Дама встретился взглядом с солдатом. — Извините, — сказал он. — Это было бы уже слишком.
— Тяжелый выдался денек для многих людей, — сказал Веттий, пренебрежительно пожимая плечами. — Для… почти всех, кроме Пирра, я бы так сказал. Вы что-нибудь знаете об этом господине?
Торговец усмехнулся. — Я знаю то, что слышал от Менелая, — ответил он. — Главное, что Пирр не благородный человек. Он священник откуда-то с Востока — я слышал об Эдессе, но слышал и о других местах. Приехал сюда, в Рим, нашел старый храм, который рушился, и сделал его своей церковью.
Дама отхлебнул вина и покатал его по губам, словно пытаясь избавиться от неприятного привкуса. Может быть, так оно и было. Он не почувствовал никакой боли при упоминании имени Менелая, даже несмотря на то, что тело его друга все еще не было предано земле.
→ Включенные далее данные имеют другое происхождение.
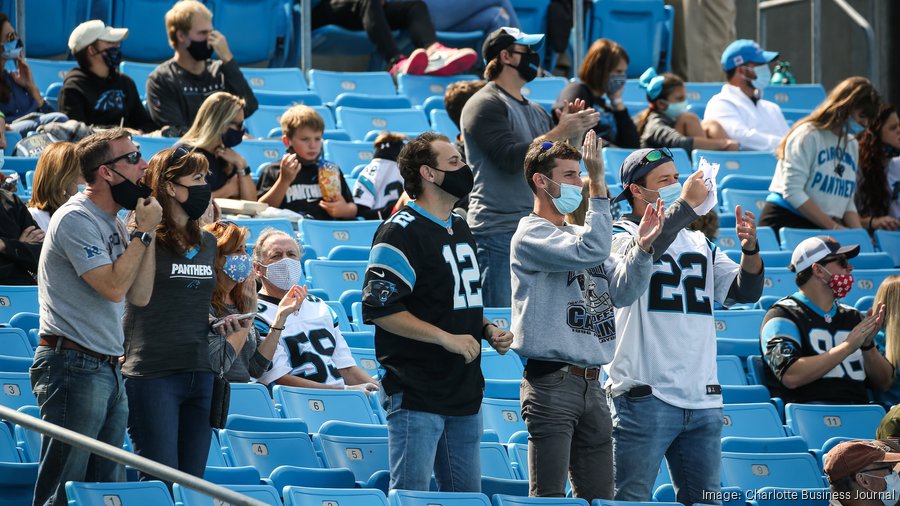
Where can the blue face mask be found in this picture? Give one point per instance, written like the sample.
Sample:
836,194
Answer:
569,197
238,267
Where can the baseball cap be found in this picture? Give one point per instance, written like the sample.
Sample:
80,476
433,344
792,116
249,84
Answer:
816,248
849,457
638,164
744,51
91,31
504,37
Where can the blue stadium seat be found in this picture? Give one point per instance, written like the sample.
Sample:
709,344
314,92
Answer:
330,84
889,242
251,399
325,235
308,496
418,498
359,122
642,27
752,420
141,493
819,423
187,497
265,451
752,471
360,448
791,237
419,88
317,406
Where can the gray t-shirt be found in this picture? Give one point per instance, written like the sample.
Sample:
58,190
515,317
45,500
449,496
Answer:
497,130
81,237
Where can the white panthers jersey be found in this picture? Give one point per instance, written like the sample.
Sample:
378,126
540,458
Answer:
311,346
667,339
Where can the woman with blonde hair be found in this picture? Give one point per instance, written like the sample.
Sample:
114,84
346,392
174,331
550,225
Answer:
56,178
815,179
217,129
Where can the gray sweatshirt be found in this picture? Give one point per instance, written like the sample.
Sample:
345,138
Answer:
566,285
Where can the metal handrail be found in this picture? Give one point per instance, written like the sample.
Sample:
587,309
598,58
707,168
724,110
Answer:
121,456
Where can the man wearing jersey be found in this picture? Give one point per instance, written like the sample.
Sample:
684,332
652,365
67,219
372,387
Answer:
312,352
422,291
817,349
666,398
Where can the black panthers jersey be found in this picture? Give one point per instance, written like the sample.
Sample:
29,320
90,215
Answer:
793,328
426,266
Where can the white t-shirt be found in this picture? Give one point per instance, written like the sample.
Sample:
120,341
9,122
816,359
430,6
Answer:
311,346
667,339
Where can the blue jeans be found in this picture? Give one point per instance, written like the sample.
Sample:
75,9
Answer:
493,260
168,420
419,441
85,395
646,428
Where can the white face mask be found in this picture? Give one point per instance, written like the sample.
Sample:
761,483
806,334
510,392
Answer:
284,273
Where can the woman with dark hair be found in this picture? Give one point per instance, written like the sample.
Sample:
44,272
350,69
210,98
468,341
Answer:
878,180
167,372
602,77
815,179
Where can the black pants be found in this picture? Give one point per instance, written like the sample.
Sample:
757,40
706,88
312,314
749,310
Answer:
378,18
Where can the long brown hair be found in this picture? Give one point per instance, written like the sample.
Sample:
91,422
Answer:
163,169
57,168
850,94
872,195
230,238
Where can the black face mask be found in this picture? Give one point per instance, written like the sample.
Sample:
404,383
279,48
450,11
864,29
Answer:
126,193
458,182
200,50
197,201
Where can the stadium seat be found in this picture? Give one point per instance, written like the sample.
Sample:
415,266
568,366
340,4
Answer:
325,235
308,496
187,497
752,471
359,122
140,493
419,498
251,399
818,423
317,406
752,420
889,242
330,84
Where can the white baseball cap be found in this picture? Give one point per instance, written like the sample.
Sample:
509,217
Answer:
91,31
816,248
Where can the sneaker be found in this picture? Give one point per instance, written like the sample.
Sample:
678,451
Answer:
446,61
414,64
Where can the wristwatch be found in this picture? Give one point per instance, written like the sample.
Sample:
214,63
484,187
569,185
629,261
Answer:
144,237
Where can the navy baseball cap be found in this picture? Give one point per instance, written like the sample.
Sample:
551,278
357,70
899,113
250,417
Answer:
506,36
744,51
638,164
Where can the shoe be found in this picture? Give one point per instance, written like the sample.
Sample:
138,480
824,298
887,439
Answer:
414,64
446,61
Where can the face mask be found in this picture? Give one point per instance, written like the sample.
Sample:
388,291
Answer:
197,201
763,76
237,267
676,109
284,273
112,57
199,50
840,284
615,84
569,197
528,66
458,182
232,137
126,193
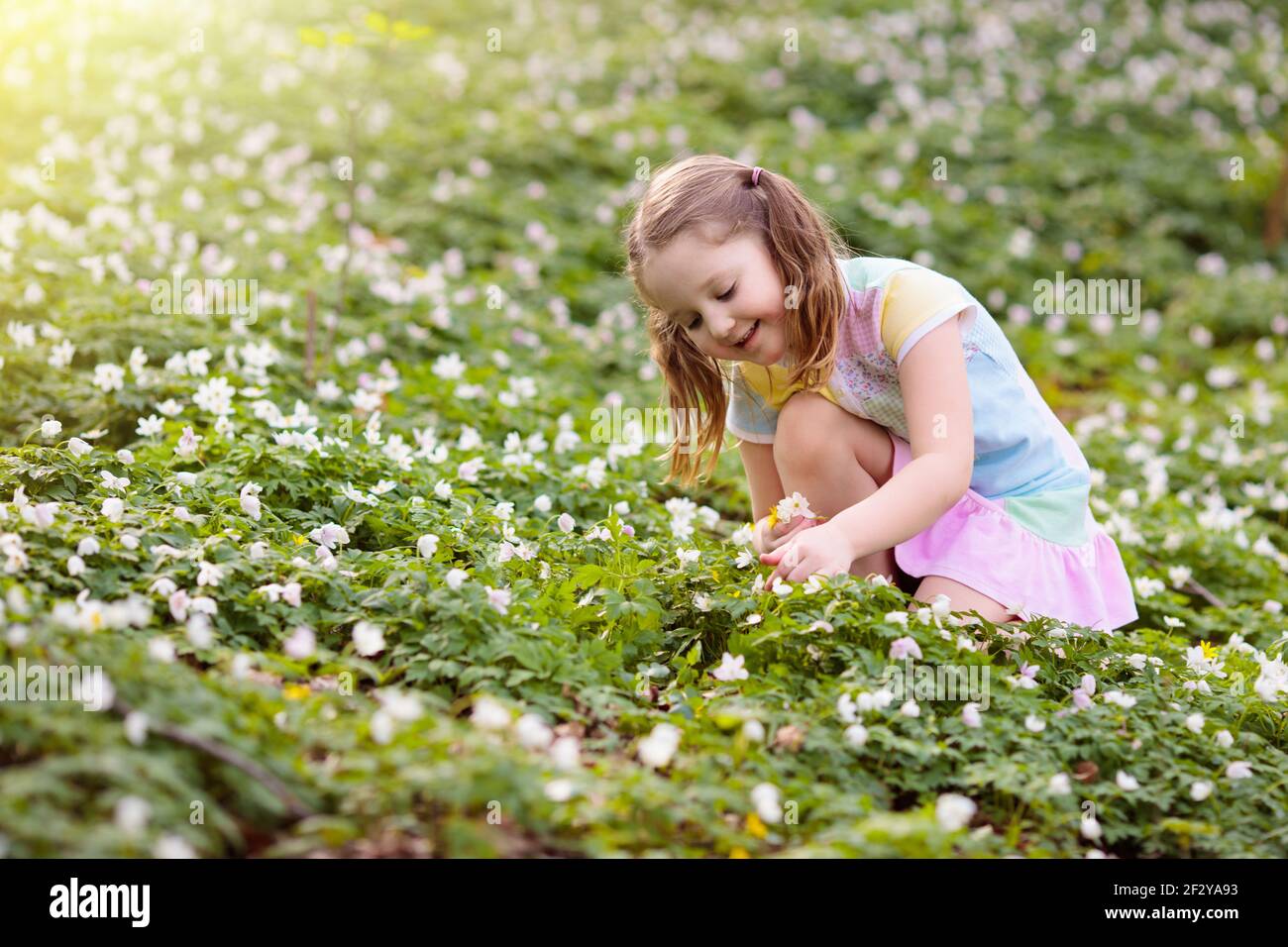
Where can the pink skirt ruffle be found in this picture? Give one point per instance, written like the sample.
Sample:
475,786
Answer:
979,545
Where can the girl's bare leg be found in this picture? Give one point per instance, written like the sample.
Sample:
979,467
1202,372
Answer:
835,459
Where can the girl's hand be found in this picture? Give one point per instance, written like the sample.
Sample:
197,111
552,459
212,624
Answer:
767,539
823,551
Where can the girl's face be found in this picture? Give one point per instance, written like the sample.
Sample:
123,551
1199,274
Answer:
726,296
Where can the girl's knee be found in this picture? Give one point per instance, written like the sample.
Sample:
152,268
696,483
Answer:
806,425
— Менелай всегда хотел, чтобы его кремировали. Он говорил, что новая мода на погребение возникла из-за… — он оглянулся вокруг, чтобы убедиться, что его не подслушивают те, кто может сильно обидеться, — мистической чепухи о воскрешении тела.
Веттий посмотрел мимо Дамы на бармена. — Эй, вы там, — позвал он, выуживая серебро из бумажника. — Колбасные рулеты для меня и моего друга.
Обращаясь к торговцу, он добавил так мягко, будто они были старыми друзьями: — Есть что-то такое в змее?
— Да…— сказал Дама, приводя в порядок свои воспоминания.— Он утверждает, что у него есть одна из бронзовых змей, которых Христос установил в пустыне, чтобы отогнать чуму. Что-то вроде того. Он утверждает, что она говорит, дает пророчества.
— Так ли это?
Дама фыркнул.— Я могу заставить змею говорить — с дураками, — если это стоит достаточных денег. И в этом деле есть деньги, поверьте мне.
Он откусил кусок парящего колбасного рулета. Он был сочным, хорошо приготовленным, а вино — более чем приличным. Это была хорошая таверна, вполне подходящее место для остановки.
Кроме того, это было самое близкое к двери Префекта место, где Дама мог выпить.
Он вылил немного вина на пол «терраццо». Капли казались прохладными, когда падали на его обутые в сандалии ноги. Веттий удивленно поднял бровь.
— Подношение другу, — коротко ответил Дама.
— Один вид подношения, — ответил солдат. — Не обязательно из тех, что приносят наибольшую пользу.